Two numbers differ by 3. The sum of their reciprocals is seven tenths. How do you find the numbers?
Tthere are two solutions to a problem:
This is a typical problem that can be solved using a system of two equations with two unknown variables.
Both solutions are correct.
By signing up, you agree to our Terms of Service and Privacy Policy
Let the two numbers be (x) and (x + 3).
The sum of their reciprocals is:
(\frac{1}{x} + \frac{1}{x + 3} = \frac{7}{10})

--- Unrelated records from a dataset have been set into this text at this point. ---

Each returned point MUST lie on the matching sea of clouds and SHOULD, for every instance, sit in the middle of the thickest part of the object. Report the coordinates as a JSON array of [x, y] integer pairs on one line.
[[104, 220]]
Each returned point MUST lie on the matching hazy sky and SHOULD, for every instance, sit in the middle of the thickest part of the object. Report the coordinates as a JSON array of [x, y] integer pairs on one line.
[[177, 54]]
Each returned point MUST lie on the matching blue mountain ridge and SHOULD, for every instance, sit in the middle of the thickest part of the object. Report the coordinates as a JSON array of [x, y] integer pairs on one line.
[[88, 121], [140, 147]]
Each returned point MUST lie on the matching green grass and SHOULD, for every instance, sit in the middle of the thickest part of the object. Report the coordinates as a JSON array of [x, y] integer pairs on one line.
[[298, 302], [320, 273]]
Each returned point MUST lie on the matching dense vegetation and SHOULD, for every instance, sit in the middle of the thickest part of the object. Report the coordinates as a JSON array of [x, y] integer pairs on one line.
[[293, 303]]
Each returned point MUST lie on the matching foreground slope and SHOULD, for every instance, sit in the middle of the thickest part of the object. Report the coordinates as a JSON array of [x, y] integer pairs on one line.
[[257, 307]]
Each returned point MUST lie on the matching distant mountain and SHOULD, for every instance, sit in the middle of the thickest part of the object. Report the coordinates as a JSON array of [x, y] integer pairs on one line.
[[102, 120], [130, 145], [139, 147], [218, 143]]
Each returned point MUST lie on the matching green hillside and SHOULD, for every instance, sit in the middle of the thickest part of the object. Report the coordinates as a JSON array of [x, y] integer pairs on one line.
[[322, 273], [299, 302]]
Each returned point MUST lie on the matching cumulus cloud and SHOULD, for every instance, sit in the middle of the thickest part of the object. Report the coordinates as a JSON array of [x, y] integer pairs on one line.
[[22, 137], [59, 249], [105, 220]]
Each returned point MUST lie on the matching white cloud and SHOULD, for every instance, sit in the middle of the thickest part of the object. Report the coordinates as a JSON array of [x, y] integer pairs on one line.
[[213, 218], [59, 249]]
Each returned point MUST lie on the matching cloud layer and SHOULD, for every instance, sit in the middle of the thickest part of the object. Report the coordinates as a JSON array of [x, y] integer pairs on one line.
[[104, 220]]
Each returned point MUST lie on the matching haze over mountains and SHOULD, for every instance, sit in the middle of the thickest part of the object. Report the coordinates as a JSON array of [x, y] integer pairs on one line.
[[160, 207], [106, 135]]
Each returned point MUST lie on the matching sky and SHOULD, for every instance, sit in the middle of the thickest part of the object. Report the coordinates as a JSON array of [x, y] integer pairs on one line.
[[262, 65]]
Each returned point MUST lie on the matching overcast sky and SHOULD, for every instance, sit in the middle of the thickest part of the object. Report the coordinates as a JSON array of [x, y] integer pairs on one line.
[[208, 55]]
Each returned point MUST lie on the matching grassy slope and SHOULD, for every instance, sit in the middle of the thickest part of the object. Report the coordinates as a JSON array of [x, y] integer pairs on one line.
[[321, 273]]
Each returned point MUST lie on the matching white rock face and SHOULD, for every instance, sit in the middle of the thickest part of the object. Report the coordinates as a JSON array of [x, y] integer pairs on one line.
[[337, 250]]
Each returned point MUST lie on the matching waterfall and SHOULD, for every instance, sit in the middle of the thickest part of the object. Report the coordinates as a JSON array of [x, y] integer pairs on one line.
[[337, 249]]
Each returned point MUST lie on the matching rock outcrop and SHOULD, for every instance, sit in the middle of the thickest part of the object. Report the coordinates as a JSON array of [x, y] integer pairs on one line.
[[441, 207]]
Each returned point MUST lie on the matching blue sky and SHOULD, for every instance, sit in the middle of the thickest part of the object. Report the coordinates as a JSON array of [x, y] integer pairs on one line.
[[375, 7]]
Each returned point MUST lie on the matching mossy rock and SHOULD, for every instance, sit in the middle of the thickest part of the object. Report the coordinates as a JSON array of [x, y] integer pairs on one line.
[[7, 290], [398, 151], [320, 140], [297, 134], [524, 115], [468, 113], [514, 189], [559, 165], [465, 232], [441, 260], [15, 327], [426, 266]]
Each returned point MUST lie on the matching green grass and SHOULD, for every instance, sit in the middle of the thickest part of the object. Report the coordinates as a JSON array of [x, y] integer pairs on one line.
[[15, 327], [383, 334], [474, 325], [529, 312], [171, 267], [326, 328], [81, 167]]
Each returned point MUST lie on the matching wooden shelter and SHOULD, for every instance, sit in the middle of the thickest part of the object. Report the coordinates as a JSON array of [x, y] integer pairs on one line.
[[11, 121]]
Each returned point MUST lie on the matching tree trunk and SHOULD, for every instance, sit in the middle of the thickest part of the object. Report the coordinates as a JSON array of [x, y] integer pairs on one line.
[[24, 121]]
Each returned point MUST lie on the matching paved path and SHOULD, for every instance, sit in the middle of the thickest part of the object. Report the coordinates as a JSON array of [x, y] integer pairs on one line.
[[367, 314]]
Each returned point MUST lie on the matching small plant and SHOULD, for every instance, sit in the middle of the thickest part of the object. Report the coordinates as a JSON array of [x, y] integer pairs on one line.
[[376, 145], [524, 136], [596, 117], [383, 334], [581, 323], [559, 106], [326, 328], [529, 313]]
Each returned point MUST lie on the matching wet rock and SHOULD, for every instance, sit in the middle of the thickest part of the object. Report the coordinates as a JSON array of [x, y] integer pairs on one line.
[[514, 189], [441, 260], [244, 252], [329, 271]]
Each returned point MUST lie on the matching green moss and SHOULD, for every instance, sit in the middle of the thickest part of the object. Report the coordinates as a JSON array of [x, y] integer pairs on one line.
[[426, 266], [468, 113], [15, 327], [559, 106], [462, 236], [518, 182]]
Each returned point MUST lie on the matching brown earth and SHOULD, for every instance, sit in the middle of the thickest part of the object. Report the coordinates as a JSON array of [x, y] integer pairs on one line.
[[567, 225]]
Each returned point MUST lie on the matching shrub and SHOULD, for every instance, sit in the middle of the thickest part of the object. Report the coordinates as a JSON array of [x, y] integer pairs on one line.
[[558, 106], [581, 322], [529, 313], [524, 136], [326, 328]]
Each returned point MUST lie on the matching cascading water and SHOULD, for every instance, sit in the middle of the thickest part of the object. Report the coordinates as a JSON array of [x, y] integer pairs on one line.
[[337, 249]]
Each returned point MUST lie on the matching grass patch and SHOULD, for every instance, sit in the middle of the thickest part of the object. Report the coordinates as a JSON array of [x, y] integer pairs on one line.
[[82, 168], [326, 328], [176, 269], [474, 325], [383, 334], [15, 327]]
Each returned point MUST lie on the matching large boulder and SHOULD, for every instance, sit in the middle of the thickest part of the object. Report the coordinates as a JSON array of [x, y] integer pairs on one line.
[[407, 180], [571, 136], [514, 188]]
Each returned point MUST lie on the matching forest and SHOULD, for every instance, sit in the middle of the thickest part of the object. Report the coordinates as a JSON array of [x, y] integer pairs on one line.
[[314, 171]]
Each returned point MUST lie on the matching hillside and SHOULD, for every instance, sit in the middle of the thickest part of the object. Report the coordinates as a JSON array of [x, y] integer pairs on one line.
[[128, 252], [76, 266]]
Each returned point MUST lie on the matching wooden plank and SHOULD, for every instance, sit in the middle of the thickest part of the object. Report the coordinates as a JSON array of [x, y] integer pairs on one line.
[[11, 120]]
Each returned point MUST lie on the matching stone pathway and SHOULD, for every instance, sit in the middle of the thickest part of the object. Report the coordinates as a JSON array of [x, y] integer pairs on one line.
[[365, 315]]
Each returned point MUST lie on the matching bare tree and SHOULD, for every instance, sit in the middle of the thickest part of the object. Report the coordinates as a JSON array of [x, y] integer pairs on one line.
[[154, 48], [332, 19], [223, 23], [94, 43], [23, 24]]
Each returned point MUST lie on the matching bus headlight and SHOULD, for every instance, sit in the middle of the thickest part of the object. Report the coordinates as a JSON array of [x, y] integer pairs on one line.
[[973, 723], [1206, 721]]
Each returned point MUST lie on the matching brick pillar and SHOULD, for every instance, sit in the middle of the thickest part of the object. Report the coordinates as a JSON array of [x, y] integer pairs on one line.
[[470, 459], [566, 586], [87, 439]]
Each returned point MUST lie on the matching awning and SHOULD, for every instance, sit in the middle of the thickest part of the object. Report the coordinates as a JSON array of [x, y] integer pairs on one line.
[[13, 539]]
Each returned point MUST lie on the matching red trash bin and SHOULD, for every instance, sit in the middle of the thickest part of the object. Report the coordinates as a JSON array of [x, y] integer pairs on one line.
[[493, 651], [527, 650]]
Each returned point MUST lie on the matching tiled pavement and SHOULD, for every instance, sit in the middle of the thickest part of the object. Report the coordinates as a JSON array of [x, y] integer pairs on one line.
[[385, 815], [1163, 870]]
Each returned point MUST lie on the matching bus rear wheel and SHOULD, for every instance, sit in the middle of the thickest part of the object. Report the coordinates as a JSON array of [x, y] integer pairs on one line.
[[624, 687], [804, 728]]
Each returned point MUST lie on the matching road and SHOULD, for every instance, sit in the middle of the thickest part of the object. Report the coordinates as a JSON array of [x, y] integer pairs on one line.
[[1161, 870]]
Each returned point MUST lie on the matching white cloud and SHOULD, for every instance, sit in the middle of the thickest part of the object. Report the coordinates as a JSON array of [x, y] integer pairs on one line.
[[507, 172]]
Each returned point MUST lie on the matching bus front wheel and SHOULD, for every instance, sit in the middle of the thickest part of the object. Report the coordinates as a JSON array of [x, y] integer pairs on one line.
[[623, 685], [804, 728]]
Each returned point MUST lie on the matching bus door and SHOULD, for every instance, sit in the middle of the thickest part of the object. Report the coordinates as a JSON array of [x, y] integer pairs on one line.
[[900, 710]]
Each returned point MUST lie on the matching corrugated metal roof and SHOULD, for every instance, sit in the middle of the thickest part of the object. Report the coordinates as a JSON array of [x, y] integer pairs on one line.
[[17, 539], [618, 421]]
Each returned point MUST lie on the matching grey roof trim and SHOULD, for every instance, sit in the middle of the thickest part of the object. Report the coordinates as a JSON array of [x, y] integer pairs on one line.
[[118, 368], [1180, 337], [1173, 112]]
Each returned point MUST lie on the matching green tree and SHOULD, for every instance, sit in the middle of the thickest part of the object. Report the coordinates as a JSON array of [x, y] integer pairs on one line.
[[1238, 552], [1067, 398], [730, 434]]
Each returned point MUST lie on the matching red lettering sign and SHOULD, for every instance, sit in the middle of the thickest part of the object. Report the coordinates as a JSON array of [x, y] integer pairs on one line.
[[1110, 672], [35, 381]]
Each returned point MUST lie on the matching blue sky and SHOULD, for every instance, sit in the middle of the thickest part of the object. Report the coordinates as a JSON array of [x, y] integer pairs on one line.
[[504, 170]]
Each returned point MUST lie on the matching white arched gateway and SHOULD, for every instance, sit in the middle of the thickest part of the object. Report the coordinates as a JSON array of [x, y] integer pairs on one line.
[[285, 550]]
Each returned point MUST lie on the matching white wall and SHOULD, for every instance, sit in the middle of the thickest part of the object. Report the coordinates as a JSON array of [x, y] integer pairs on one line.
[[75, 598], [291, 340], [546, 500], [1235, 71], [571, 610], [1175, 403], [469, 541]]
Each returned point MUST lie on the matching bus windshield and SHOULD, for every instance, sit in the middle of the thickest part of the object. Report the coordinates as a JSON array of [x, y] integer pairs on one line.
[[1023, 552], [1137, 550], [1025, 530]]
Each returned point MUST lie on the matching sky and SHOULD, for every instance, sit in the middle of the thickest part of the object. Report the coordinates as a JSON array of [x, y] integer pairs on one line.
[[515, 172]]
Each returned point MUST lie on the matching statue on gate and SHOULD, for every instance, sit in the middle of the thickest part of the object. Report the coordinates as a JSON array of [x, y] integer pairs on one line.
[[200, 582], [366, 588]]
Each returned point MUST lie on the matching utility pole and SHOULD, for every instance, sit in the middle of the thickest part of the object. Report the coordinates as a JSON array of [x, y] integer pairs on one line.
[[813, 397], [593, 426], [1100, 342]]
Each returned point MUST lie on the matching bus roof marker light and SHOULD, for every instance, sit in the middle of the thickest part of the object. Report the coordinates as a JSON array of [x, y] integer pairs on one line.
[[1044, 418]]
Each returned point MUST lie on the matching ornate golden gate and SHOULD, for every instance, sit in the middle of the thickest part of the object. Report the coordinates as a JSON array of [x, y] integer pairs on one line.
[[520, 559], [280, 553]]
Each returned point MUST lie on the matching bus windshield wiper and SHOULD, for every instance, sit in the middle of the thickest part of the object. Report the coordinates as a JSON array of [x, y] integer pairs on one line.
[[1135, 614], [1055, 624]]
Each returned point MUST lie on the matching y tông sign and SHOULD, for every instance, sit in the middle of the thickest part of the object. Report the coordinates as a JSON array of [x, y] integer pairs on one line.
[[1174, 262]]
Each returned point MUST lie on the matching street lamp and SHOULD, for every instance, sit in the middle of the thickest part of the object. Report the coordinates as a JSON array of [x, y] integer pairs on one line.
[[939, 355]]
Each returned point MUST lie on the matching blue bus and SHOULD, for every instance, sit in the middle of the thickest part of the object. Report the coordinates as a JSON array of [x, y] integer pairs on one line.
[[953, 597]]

To solve this equation, first find a common denominator:
(\frac{x + 3}{x(x + 3)} + \frac{x}{x(x + 3)} = \frac{7}{10})
Combine the fractions:
(\frac{x + 3 + x}{x(x + 3)} = \frac{7}{10})
Simplify:
(\frac{2x + 3}{x(x + 3)} = \frac{7}{10})
Cross multiply:
(10(2x + 3) = 7x(x + 3))
Expand:
(20x + 30 = 7x^2 + 21x)
Rearrange into a quadratic equation:
(7x^2 + 21x - 20x - 30 = 0)
Simplify:
(7x^2 + x - 30 = 0)
Factor or use the quadratic formula to find the solutions for (x). Once you find (x), you can find the other number by adding 3 to it.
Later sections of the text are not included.